[200] For the state of this squadron see the report by Admiral De Courcy in the Parliamentary Papers for 1809, Spain, March 29, 1809, p. 4.
[201] The marines had been taken away in July, 1808, and formed half a brigade in the division of the Army of Galicia. But the seamen were available.
[202] The Supreme Junta very properly condemned him and Alcedo, the governor of Corunna, to the penalties of high treason.
[203] Compare Instructions de l’Empereur of Jan. 17, with Berthier to Soult of Jan. 21.
[204] ‘Il faut croire,’ says St. Chamans, Soult’s senior aide-de-camp, ‘que Napoléon, au moment où il ordonna une pareille opération, était possédé d’un esprit de vertige. Comment pouvait-il risquer, au milieu d’un royaume insurgé, un si faible corps d’armée, sans communication avec ses autres troupes d’Espagne?’ [Mémoires, p. 117]. ‘Tout était en erreur,’ says Le Noble, another 2nd Corps writer, ‘dans le projet de soumettre le Portugal en 1809 avec une armée si faible et dépourvue de moyens. L’Empereur a montré une confiance aveugle’ (p. 65).
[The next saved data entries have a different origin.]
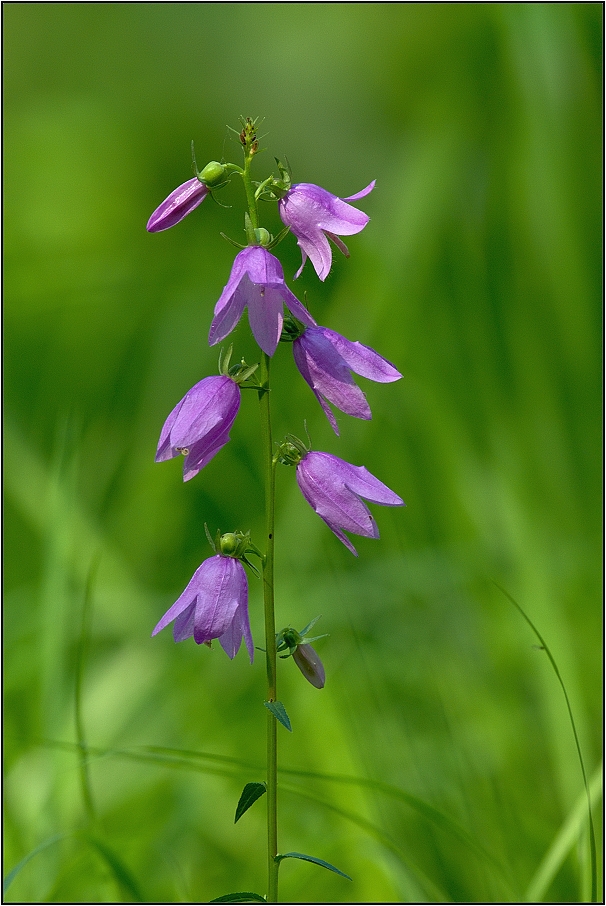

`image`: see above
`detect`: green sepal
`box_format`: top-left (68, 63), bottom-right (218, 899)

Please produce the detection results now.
top-left (266, 225), bottom-right (291, 250)
top-left (264, 700), bottom-right (292, 732)
top-left (275, 851), bottom-right (352, 881)
top-left (209, 893), bottom-right (266, 903)
top-left (234, 782), bottom-right (267, 823)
[205] The authors, English and French, who express a humanitarian horror at the shooting of 3,000 horses and mules before the embarkation of Moore’s army, forget what a godsend these would have been to Soult, if the English had left them to fall intact into his hands. The slaughter was dreadful, but perfectly necessary and justifiable.
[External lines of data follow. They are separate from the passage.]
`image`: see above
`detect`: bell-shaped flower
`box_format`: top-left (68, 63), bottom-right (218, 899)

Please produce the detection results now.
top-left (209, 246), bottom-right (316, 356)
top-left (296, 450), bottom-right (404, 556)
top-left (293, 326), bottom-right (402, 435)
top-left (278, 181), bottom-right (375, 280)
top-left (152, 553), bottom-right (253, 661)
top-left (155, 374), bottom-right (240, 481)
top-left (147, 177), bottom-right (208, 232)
[206] All these details come from Le Noble, who as Ordonnateur-en-Chef of the 2nd Corps, had full experience of the difficulty of equipping it for the Portuguese expedition.
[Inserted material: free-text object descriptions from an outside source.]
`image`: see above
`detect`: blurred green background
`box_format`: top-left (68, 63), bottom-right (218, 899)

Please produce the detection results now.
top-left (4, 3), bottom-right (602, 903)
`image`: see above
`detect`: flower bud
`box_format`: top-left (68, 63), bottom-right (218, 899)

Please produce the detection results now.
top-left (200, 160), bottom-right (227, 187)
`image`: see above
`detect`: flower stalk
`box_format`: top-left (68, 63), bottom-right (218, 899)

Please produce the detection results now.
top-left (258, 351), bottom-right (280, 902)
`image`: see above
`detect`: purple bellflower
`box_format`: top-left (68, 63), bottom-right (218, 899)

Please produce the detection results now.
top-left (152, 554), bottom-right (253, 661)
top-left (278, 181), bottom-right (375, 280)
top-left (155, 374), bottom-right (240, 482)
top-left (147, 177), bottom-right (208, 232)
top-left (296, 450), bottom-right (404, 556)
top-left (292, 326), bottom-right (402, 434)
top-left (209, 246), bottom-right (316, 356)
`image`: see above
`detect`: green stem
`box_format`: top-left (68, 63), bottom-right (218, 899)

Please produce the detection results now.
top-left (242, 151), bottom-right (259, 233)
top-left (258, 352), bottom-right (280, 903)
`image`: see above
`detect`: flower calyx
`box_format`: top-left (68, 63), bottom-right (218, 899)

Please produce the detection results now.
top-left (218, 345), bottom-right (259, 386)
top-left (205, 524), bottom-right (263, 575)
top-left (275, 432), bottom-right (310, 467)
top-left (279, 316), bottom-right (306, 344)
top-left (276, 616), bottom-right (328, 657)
[207] Most of these details are from two interesting dispatches of La Romana in the Foreign Office papers at the Record Office. They are dated from Chaves on Jan. 28 and Feb. 13. They are unpublished and seem to be unknown even to General Arteche, who has made such a splendid collection of the materials in the Spanish archives which bear on this obscure corner of the war. There was an English officer, Captain Brotherton, with the army of La Romana: but his reports, which Napier had evidently seen, are now no longer to be found. No doubt they were bound up in the January-March 1809 book of Portuguese dispatches, which since Napier’s day has disappeared from the Record Office, leaving no trace behind.
[208] These boats were brought to Campo Saucos overland, for a full mile and more. They came from La Guardia and other fishing-villages on the coast; but finding it impossible to get them over the bar of the Minho in such furious weather, and against the swollen stream, Soult dragged them from the beach north of the mouth to the crossing-point on rollers, much as Mohammed II did with his galleys at the famous siege of Constantinople in 1453. But Soult’s vessels were, of course, much smaller.
[209] Soult had got together a few dozen seamen, French prisoners of war, found at Corunna and Ferrol, who had been captured at sea by Spanish cruisers. They were not ‘marines’ as Napier calls them (ii. 38), but marins (see Le Noble, p. 75, and again p. 78).